Peter Jackson Brings World War I Back from the Past
DIRECTED BY PETER JACKSON/2019 (U.S. Theatrical Release)
Peter Jackson doesn’t do anything by half measures, as evidenced by his epic, meticulously wrought Lord of the Rings and Hobbit films. It’s not surprising then that when asked to create a documentary in honor the centennial of World War I the result would be a work of staggering perfectionism. I can promise you that They Shall Not Grow Old is unlike any documentary you have seen before, because no one has attempted what Jackson did in making it.
They Shall Not Grow Old was commissioned by a partnership between England’s Imperial War Museum and 14-18 Now, as part of a program inviting artists to create works for the World War I centennial. As Peter Jackson explains in a making-of documentary that accompanies screenings of the film, the only requirements given to him were to use only footage from the Imperial War Museum’s archives and to “use it in an original way”. How do you do something original with 100 year old war footage? In Jackson’s case, the answer was to make the footage look as if it wasn’t 100 years old. And so began the monumental task of first digitally restoring 100 hours of footage, then after choosing what to use in the documentary, adjusting frame rate, colorizing, adding sound effects, and dubbing voices.

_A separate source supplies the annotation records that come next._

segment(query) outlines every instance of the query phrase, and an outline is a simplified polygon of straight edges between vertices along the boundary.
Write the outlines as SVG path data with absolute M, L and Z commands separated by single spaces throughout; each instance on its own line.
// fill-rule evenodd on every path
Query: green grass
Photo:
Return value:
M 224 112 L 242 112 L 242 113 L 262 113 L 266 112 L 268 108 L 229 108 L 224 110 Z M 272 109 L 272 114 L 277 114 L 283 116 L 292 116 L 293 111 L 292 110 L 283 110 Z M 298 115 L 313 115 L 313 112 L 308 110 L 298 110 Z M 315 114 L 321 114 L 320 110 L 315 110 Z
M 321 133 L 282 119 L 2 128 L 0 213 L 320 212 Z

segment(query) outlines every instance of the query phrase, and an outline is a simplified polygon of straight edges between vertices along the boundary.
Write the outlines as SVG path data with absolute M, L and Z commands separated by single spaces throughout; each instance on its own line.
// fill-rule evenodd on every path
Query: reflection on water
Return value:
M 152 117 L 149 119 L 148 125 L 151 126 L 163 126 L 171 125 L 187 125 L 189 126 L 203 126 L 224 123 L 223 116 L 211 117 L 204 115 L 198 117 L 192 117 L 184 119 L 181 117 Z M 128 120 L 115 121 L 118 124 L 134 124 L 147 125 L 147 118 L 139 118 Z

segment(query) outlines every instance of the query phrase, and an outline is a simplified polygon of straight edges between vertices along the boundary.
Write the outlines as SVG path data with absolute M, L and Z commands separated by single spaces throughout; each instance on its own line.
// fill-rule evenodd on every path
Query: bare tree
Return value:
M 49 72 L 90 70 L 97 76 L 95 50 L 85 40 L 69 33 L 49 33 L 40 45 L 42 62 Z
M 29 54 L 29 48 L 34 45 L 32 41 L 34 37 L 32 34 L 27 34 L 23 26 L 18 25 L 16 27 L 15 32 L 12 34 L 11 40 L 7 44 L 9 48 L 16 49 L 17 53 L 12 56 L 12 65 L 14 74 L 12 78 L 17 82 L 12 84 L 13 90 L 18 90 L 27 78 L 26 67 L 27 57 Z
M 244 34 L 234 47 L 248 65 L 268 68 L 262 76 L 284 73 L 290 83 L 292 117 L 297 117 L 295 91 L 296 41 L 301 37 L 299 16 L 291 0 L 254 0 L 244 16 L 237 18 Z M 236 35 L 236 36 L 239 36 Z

The end product is not perfect (colorized black and white footage is notorious for looking artificial and that problem has not been completely overcome here), but it is impressive. Jerky, silent footage become smooth, vivid, and accompanied by the sounds of not just battle, but the words of the soldiers themselves. That last bit – the dubbing – was accomplished with the help of forensic lip readers and Jackson’s commitment to having the lines delivered by people whose accents would match the soldiers’ regiments. That’s the kind of attention to detail I’m talking about. In another example of his fastidiousness, Jackson explains in the making-of portion how he researched uniforms to make sure that every piece of clothing, insignia, and button was appropriately colorized.
This could all sound like a stunt, a project undertaken just to see if it could be done. But the resulting film is remarkably effective. Suddenly soldiers who seem impossibly remote when seen in grainy, damaged bits of silent film appear as real men (or boys). Their faces look amused, tired, frightened, pained – and often, impossibly young. Depth is added by using as the film’s only narration clips from interviews with World War I soldiers conducted by the BBC in the 1960s and 70s. There’s a certain no-nonsense quality to their accounts which gives the film its tone: not sentimental or sensationalistic, neither romanticizing war nor fixating on it’s horrors. They did what they had to do, and they remember it without fuss.
To be sure, They Shall Not Grow Old contains some graphic and terrible images of the dead and injured (both men and horses). It’s not always easy to watch, but the work that Jackson has done dignifies the British soldiers who served on the Western Front. War may be hell, but it’s fought by real human beings who deserve to be remembered.